Meet TSO’s Newest Brass Players JoAnn Lamolino, Trumpet and Mike Mesner, Horn

by Tucson Symphony
Meet TSO’s Newest Brass Players JoAnn Lamolino, Trumpet and Mike Mesner, Horn

At what age did you start playing music and what was your first instrument?

JoAnn: I started playing the trumpet when I was 9 in my 4th grade band in Paramus, New Jersey.

Mike: I started playing music when I was about 6 or 7. My dad taught me a few songs to play with him on the piano. I did the typical school recorder classes in 4th grade, and then chose trumpet when starting band in 5th grade. The person who came to do instrument demos at the end of 4th grade played the Star Wars theme on the trumpet mouthpiece, and I just had to pick that one! In my freshman year of high school, I switched to Horn because I wanted to join the mellophone section in my school’s marching band.

What/who inspired you to pursue music professionally?

JoAnn: I was inspired to pursue a career in music when I went to Carnegie Hall to see my friend play in the New York Youth Symphony. I remember thinking, “these kids are my age, and they get to play here. I want to play here too.”  Six months later I auditioned and got in. Then I started going to NY Philharmonic concerts with my friends. That was the end, I was hooked!

Mike: My original plan was to become a band teacher.
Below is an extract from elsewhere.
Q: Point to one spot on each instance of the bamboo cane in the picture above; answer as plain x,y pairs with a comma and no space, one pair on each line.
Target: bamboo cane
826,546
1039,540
Though I absolutely love teaching music, when I got to the end of my undergraduate degree in Music Education, I decided that I wanted to see just how far I could push my technical and musical skills on the instrument. Things then snowballed from there, and here I am!

What’s the best piece of musical advice you’ve ever received?

JoAnn: Work hard, be humble and enjoy the process.

Mike: Horn players are like the tightrope walkers of the orchestra. We play a famously finicky instrument that makes playing with accuracy and consistency pretty tricky. As a young horn player trying to grapple with clean note entrances, a teacher of mine once told me that if I went into a note thinking that I might chip it, then I would chip it more often. So, I had to learn to approach each entrance with as much confidence as I could, even if I was feeling the exact opposite. Lo and behold, it worked! My accuracy shot way up, leading to actual confidence. Who would have thought that “fake it till you make it” could actually work!?

What do you love about the trumpet/horn in general and your instrument in particular?

JoAnn: I love how the trumpet colors can be used in many different musical contexts from fanfares to sensitive lyrical playing, to jazz and even as an extension of the percussion section in earlier Classical symphonies.

Mike: I love the Horn’s flexibility within classical music. We can blend well with every major section of the orchestra and serve as the glue that can bind two sections with vastly different tone qualities. This is also reflected in the many different forms of chamber music that Horn can participate in. From brass and wind quintets, lovely pieces for horn and strings like the Mozart quintet and Brahms trio, all the way to large horn choirs, it’s all very rewarding to be able to play.

I also enjoy the many roles that the Horn can play within a composition. With its large range, the Horn section can lay down a baseline, fill out complex harmonies, and play vast soaring melodies, all without having to switch to a secondary instrument. When composers are looking to make a powerful and emotional melodic impact, they often turn to the Horn – think of any John Williams score and you’ll know what I mean!

Which concert have you enjoyed the most this season? Which upcoming concert are you most looking forward to?

JoAnn: I really enjoyed the Respighi Fountains and Pines of Rome concerts. I’m really looking forward to The Planets in April.

Mike: My favorite concert so far this year has been Classic 2. I absolutely love the lush chromaticism and clear imagery of Respighi. I also completely underestimated the Dutilleux – the more we played it the more I found to love about it. I would play it again in a heartbeat.

As for which concert, I’m most looking forward to – it’s a toss-up between Classic 7 and Classic 8. Both feature fantastic large works for orchestra that I haven’t had an opportunity to play yet!

The Verdi Requiem (Classic 7) will be a great opportunity to work with our fantastic TSO Chorus and is a work that is large in scope texturally, thematically, and emotionally. Holst’s The Planets (Classic 8) is one of the mainstays of the orchestral canon and for good reason! It has many memorable moments and should be a fun piece for both the orchestra and the audience.

What is your favorite thing about Tucson?

JoAnn: So far, I really love all the hiking trails and photographing the sunset. It’s so beautiful here!

Mike: I love the Tucson community. It’s a big city with a small city feeling. Everyone just seems to know everyone else. For nearly all of my needs, I have found a great locally owned business. From grabbing a drink at Raging Sage, to picking up my next book from Mostly Books or Antigone, I love being able to do my part to keep things local!